I get why people think that every job but theirs is fake. There's a sense that we sort of intuit that in complex orgs the actual load-bearing positions differ from the org chart (cf. Ed B's post about Peggy and the University). BS jobs flatters the, "only I do real work" impulse.
I get mad about my companies org chart and pay structure not reflecting the actual load bearing positions that is not the same as thinking I am a load bearing position or that managers are useless.
Having held a combination of managerial and analytical/technical roles (often at the same time) over several decades, I tend to think the analytical jobs are "easier". There's little appreciation for what mgmt deals with, the breadth of skills it takes, the time commitment, and the pure energy drain
Right. And that's a common Young Person Sentiment. But growing up means realizing you don't have all the answers, and a book like Bullshit Jobs flatters the reader with no, it's fine, you can keep telling yourself you're the only one in your org who does anything.

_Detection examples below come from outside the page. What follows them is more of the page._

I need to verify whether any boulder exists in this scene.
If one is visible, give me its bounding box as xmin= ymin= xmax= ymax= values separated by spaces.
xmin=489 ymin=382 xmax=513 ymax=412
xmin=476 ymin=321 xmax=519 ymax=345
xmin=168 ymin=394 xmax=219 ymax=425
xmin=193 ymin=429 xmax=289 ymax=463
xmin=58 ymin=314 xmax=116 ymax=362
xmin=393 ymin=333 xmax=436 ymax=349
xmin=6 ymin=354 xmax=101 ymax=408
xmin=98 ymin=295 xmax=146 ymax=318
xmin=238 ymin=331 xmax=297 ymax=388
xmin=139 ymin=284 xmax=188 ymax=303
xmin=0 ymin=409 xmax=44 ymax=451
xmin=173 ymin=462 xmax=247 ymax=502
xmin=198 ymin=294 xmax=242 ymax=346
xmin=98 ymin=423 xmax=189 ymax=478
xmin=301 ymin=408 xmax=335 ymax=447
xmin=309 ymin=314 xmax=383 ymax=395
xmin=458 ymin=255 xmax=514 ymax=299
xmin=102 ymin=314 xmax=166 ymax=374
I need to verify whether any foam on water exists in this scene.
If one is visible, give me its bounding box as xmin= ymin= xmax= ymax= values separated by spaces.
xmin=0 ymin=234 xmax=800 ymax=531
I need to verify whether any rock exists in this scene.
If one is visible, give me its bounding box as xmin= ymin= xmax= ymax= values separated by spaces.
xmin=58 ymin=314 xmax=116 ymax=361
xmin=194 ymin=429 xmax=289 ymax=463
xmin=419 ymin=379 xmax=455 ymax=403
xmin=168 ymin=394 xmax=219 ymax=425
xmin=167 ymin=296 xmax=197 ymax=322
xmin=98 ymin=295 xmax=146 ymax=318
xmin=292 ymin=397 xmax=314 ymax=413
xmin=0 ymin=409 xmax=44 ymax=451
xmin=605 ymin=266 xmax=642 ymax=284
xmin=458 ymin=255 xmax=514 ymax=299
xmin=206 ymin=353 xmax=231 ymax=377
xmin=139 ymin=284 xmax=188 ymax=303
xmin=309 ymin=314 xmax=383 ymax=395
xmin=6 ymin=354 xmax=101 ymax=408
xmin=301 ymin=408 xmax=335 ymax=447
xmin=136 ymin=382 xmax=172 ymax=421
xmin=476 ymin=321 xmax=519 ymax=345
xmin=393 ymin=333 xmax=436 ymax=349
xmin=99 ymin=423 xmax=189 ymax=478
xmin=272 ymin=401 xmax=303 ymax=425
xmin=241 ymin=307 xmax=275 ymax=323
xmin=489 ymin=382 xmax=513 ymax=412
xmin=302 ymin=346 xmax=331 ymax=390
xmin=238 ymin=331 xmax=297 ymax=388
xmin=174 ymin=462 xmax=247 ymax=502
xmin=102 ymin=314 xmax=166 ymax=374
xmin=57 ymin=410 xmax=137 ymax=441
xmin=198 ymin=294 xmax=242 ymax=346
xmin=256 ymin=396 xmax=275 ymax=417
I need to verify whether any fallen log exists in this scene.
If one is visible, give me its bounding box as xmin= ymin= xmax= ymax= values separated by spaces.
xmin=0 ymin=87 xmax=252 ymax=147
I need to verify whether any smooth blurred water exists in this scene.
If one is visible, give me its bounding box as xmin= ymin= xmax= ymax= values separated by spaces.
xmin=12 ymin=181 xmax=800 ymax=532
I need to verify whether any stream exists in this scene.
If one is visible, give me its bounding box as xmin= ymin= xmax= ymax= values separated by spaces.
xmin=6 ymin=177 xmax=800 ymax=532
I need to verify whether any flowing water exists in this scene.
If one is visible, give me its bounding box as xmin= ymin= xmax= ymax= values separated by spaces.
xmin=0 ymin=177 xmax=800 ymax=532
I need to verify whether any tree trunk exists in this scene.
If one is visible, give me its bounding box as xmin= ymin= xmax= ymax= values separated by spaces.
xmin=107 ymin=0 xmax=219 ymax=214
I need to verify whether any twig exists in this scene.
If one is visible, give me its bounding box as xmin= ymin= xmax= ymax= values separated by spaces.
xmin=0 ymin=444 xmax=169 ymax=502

In my organization it's not necessarily that the people above me are more / less talented but they definitely have more demands on their plate, their decisions have bigger consequences, and their jobs are more at risk.
this is being a uni administrator.. You're paid marginally more but you have to put up with so much more crap.
and I say that as a professor who has joked that people who went into admin have "gone to the Dark Side"
In larger companies it is a lot easier to skate by barely doing your job. So the jobs aren't bullshit, but the number of all but incompetents (by choice or by rising to their level) grows as the company does. The jobs aren't bullshit, but if you try you can make yours bullshit.
The funniest thing about BS Jobs is that when you go out & try to get actual numbers, the entire thesis falls apart.
Even a piece I read trying desperately to salvage something from it couldn't avoid the conclusion that its list of jobs that were BS was just a list of jobs Graeber disliked.
I have the blessing and curse of living in a micronation where anyone can walk up to the Tribal government and be like "I want to be involved in politics" and get put on 3 committees, and honestly? Maybe we could use more managers and less democracy.
It'd be nice if we just ran our museum instead of having it be run indirectly with an oversight committee consisting of five elders, all of whom have beeves with the other four.
my theory of governance is that good governance requires government that is effective enough but isn't too effective because being too effective means beeves have too large an impact. so all human governmental history is attempts to balance out effectiveness.
I thought Graeber (RIP) made a pretty good case. I had a bullshit job of one sort or another for much of my career, and if he'd asked me, I'd've said so.
Exactly. So much of the discourse seems to be trying to argue with people that no, their job actually *is* valuable! Personally, I've never had a job I would consider to be entirely bullshit, but I generally trust people when they say theirs is one.